Thanks to the efforts of the conservation NGO Armonía, the squawkily endangered blue-throated macaw or barba azul has become something of a regional celebrity in the Bolivian Amazon. Endemic to the unique Beni savannas, a fast-disappearing habitat found nowhere else on earth, a quarter of the world’s minute population of this spectacular psittacid calls this 11,000-hectare private reserve its home.
Unlike most of the surrounding savanna, the open grasslands here are completely ungrazed and the birds can be seen relatively easily along with a plethora of other threatened birds and mammals such as maned wolves, giant anteaters and marsh deer. A new dining facility and improvements to the four existing cabins were scheduled to be completed by the end of 2018. Logistics demand a minimum three-night stay, with a memorable trip costing US$150 per person per night, including food, access to a motorboat and horseback riding.

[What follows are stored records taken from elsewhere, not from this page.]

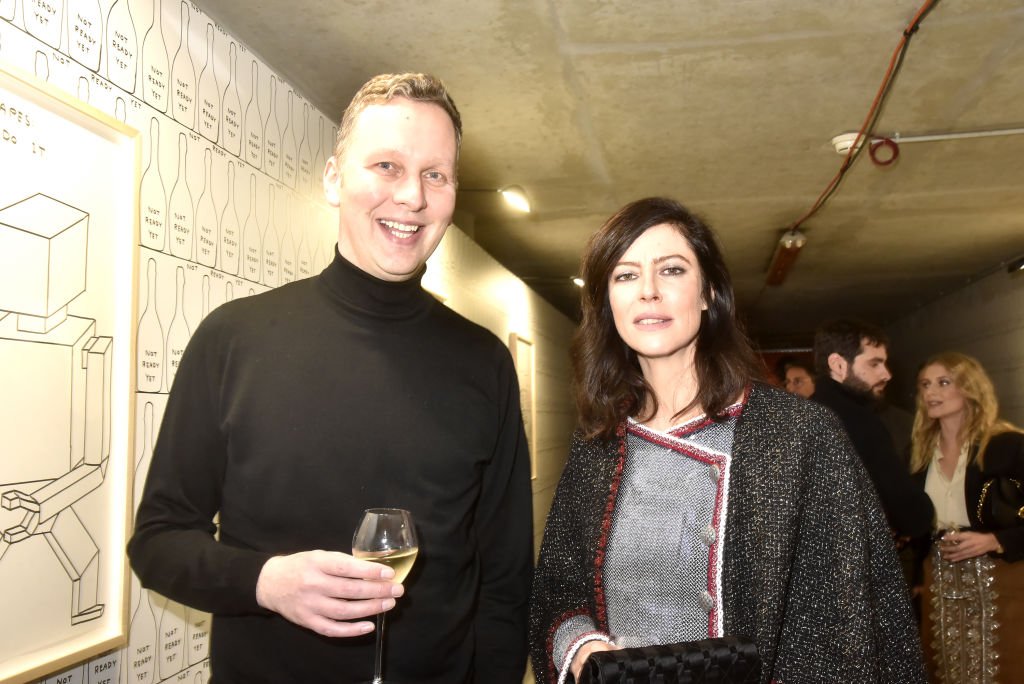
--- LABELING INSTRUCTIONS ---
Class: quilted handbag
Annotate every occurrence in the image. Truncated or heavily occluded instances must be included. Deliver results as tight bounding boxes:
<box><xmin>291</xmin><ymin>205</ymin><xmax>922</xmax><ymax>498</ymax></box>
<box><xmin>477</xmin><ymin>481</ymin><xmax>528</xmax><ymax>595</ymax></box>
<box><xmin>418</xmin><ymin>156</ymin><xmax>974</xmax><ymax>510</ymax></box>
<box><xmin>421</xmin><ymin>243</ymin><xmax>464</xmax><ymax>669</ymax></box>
<box><xmin>978</xmin><ymin>477</ymin><xmax>1024</xmax><ymax>529</ymax></box>
<box><xmin>579</xmin><ymin>637</ymin><xmax>761</xmax><ymax>684</ymax></box>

For most of the year, by far the quickest and easiest way to get to the reserve is by chartering a plane from Trinidad or Santa Cruz. Armonía has been dealing with the local pilots for a few years so it's best to have them arrange this; the flight from Trini runs about B$580 but can be shared among three to five people. In the dry season (July to October) land transport can be arranged in Santa Ana de Yacuma; although it is only 80km away, rough roads mean that the drive will take at least three hours.